Люда начала обрабатывать раненую ногу Орликова. Орликова уложили на полати, прикрытые лоскутным многоцветным одеялом. Над полатями послышался старческий женский голос:
– Может, вы его, соколика, на печку поднимете? На краю печи, свесив ноги вниз, сидела старуха, а из-за нее выглядывали две нечесаные заспанные мордашки хлопчиков. Бабуся зашевелилась и хотела слезть с печи, но комиссар остановил ее:
– Вы не беспокойтесь, бабуся. Мы все равно скоро уйдем.
– Ой, господи! Куда же вы его, хворого, потащите? – воскликнула бабка.
– Нужно идти, бабуся, ничего не поделаешь. А он разойдется…
В хату влетел Илюша Гиршман, а вслед за ним вошли пять женщин с фартуками, наполненными всякой снедью.
– Ну, вы, родненькие, сложите все это на стол и – быстренько за молочком! – приказал Илюша неотразимым тоном души-снабженца.
Женщины с трудом добрались до стола, выложили сало, яйца, помидоры, соленые огурцы, большую связку луку, хлеб… Они ушли, а Гиршман – к Шевченко:
– Товарищ подполковник, через пять минут можно приступить к приему пищи.
– Молодец, Илюша! Поднимай людей!
Вскоре два с половиной десятка голодных ртов навалились на пищу. Для командиров и женщин Гиршман «организовал» две огромные, как тележные колеса, сковороды с глазуньей, а рядовых потчевал сухомяткой: яйца вкрутую, сало с хлебом, овощи и кислое молоко. Все уплетали за обе щеки, хорошо понимая, что впереди их ждет неизвестность. Какая она, эта неизвестность? Может, голодная, может, холодная, может, удача, а может, и смерть? Дверь распахнулась, и в нее втиснулся ефрейтор Мурманцев, а вслед за ним – Колобков, тащивший за руку безоружного красноармейца. Мурманцев прошел в горницу и доложил, что ни одного немца в селе нет, но обнаружен раненый красноармеец. Все посмотрели в открытую дверь и увидели длинного и тонкого, как жердина, бойца с забинтованной по локоть рукой.

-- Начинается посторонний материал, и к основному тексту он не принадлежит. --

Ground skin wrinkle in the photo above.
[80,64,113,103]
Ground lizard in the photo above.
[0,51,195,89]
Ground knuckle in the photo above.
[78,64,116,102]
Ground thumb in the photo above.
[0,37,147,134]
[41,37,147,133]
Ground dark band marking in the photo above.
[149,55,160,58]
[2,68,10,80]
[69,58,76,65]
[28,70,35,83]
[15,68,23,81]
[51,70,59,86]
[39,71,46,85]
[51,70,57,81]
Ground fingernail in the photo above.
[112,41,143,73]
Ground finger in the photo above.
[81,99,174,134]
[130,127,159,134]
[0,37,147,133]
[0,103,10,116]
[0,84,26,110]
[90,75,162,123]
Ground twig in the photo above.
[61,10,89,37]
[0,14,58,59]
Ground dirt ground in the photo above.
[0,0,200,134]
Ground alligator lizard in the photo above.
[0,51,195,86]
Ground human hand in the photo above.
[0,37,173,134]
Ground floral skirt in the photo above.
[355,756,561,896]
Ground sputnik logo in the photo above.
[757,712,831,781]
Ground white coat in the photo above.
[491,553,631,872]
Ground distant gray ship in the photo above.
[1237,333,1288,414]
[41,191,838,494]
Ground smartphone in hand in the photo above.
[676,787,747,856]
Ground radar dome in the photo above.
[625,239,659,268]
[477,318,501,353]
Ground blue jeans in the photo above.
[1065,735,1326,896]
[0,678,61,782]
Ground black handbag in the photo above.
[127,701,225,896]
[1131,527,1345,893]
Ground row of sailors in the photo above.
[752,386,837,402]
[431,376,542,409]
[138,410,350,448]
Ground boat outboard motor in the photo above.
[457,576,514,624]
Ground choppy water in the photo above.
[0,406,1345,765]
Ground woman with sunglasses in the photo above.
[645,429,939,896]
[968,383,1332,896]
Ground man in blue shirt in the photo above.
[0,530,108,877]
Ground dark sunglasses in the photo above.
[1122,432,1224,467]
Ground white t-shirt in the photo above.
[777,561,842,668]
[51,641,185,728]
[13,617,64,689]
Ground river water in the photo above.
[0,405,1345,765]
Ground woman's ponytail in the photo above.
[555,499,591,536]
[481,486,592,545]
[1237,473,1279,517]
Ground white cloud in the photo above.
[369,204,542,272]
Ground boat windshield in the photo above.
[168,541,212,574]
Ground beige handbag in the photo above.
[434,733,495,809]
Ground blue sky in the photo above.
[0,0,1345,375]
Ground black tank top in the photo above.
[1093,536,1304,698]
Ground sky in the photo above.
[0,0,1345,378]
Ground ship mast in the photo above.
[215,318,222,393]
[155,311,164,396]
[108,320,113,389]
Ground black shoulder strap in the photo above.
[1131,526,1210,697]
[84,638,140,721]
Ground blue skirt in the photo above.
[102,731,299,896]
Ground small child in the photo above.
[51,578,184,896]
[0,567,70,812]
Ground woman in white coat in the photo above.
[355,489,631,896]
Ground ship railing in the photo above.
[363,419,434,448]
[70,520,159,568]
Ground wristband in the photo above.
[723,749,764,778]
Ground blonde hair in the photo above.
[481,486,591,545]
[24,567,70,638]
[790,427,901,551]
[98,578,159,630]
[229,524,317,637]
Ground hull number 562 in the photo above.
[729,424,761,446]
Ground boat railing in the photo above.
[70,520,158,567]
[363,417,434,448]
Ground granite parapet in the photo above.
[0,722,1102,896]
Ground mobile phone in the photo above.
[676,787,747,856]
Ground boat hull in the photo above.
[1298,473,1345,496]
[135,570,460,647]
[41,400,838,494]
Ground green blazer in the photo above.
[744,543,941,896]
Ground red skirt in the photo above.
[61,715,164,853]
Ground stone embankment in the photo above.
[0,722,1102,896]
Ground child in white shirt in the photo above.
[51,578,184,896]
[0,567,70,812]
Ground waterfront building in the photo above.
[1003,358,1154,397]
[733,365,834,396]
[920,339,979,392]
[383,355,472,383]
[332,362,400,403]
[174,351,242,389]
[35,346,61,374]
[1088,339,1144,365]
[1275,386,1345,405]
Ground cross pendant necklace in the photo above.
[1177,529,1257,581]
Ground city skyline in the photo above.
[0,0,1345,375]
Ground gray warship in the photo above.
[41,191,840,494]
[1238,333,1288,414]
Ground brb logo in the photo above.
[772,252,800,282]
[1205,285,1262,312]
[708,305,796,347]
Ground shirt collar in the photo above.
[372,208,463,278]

– Ба, это же Цыбулька! – воскликнул Волжанов. – Ты как здесь оказался, Цыбулька?
– Я, товарищ комиссар, еще прошлой ночью с медсанбатом уехал из Киева, – маленькое веснушчатое лицо Цыбульки пылало или от смущения, или от радости, что встретил своих фронтовых однополчан, – всех легко раненых, кто близко живет, командир медсанбата почему-то отпустил по домам, а это мое родное село…
– Вот как? – удивился комиссар.
– Товарищи командиры, – взмолился Цыбулька, – дозвольтэ мне вернуться у свою роту! Еще дэнь-два – и моя рука будет зовсим здоровая. – Он еще больше покраснел, отчего крупные, стиснутые со всех сторон краской, веснушки уже нельзя было различить.
– Куда б вы не йшлы, а я от вас теперь не отстану! Хочь чорту в пэкло! – Уже из сеней он крикнул: – Я швыдко збэрусь!
Когда все заготовленное Гиршманом продовольствие было съедено, за исключением отложенного «расхода» для караульных, подполковник Шевченко приказал всем спать. Сон свалил измученных людей сразу. Это, видимо, очень удивило бабусю, сидевшую на печи. Как только наступила сонная тишина, она закряхтелаи сама для себя проговорила.
– Ох-хо-хо, грехи наши тяжкие! Когда только люди образумятся?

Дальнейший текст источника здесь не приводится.